The fuel price increases have sharply exposed the susceptibility of local fuel prices to external factors such as the prevailing global crude oil price and the exchange rate.
The ministers said that the country should finalise the framework for the exploration and production of oil and gas through the Minerals and Petroleum Resources Development Act. “This will encourage oil and gas exploration in the territorial waters of the country, which in the long run will benefit oil and gas consumers,” they said.
Notwithstanding the pressure to curb the fuel prices, the government had little room to manoeuvre, according to South African Institute of Race Relations (IRR) chief economist Ian Cruickshanks. Cruickshanks on Friday said there was little that the government could do. “They cannot bring down the price of oil,” he said.
Cruickshanks said reducing fuel taxes was also not an easy way out either, because the government would have to make up for the lost revenue.
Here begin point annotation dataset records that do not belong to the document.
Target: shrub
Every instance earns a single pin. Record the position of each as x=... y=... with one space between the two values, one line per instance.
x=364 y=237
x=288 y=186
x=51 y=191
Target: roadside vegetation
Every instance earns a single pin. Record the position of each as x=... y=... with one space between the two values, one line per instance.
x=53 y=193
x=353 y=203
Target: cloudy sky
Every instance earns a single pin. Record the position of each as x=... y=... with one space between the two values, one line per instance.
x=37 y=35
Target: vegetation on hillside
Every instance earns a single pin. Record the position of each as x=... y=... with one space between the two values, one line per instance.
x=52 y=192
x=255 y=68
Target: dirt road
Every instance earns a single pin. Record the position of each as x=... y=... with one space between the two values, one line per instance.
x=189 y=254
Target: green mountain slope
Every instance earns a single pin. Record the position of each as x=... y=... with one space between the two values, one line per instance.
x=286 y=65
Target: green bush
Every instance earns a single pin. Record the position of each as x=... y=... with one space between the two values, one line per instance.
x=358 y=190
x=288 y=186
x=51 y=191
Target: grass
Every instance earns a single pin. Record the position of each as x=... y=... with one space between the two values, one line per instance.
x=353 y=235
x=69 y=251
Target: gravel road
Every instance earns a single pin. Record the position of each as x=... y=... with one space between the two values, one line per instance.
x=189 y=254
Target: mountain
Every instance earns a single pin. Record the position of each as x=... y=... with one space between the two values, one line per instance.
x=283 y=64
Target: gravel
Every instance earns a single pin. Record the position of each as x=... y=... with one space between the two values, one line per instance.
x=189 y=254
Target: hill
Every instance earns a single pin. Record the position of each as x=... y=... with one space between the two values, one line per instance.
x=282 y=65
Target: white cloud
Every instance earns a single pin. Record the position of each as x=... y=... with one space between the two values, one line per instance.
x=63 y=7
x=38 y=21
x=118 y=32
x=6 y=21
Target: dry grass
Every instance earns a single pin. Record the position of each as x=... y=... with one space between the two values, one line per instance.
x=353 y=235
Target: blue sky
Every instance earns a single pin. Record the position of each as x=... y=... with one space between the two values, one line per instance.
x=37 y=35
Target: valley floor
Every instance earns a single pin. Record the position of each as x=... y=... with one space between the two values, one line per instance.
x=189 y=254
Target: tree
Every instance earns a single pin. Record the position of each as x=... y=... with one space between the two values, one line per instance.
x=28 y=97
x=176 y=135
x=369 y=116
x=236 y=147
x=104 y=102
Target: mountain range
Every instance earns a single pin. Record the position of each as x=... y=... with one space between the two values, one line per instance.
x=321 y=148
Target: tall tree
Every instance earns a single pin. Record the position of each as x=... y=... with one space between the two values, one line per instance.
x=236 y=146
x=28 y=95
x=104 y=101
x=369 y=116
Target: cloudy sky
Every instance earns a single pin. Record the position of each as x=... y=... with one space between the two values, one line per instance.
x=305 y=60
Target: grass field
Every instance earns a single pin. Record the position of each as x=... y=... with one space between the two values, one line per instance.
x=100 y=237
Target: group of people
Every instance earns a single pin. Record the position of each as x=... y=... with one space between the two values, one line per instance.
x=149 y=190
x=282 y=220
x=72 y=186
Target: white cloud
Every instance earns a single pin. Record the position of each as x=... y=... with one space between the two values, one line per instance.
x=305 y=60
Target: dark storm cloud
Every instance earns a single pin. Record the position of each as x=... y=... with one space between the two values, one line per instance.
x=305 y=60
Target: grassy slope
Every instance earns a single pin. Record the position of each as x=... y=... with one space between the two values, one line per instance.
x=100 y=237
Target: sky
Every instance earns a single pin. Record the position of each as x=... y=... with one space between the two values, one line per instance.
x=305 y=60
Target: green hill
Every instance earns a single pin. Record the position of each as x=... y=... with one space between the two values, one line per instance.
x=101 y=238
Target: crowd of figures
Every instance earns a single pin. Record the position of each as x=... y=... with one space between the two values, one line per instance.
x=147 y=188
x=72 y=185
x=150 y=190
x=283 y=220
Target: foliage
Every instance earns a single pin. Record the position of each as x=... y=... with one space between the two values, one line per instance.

“Increasing the tax rate is not an option. That is high already. They also cannot increase tax on new vehicles, because it will slow down vehicle sales. There are just not too many solutions. They will have to take with one hand and give with the other,” he said. He said government's focus should be on growing the economy and job creation in order to broaden the pool of revenue.
KC African Economics economist Gerrit van Rooyen on Friday said that the government could reduce the retail profit margin, a component of the fuel price, which he said had grown at twice the rate of inflation per year over the past five years. “It could possibly be lowered, although that would of course anger fuel pump station owners,” said Van Rooyen.
The retail profit margin is determined on the basis of the actual costs incurred by the service station operator in selling petrol. It takes into account costs such as rental, interest, labour and overheads.
He said the government could also cut the portion going to the Road Accident Fund (RAF), “which is already heavily indebted and beyond saving”. The RAF levy had also almost doubled over the past five years, he said.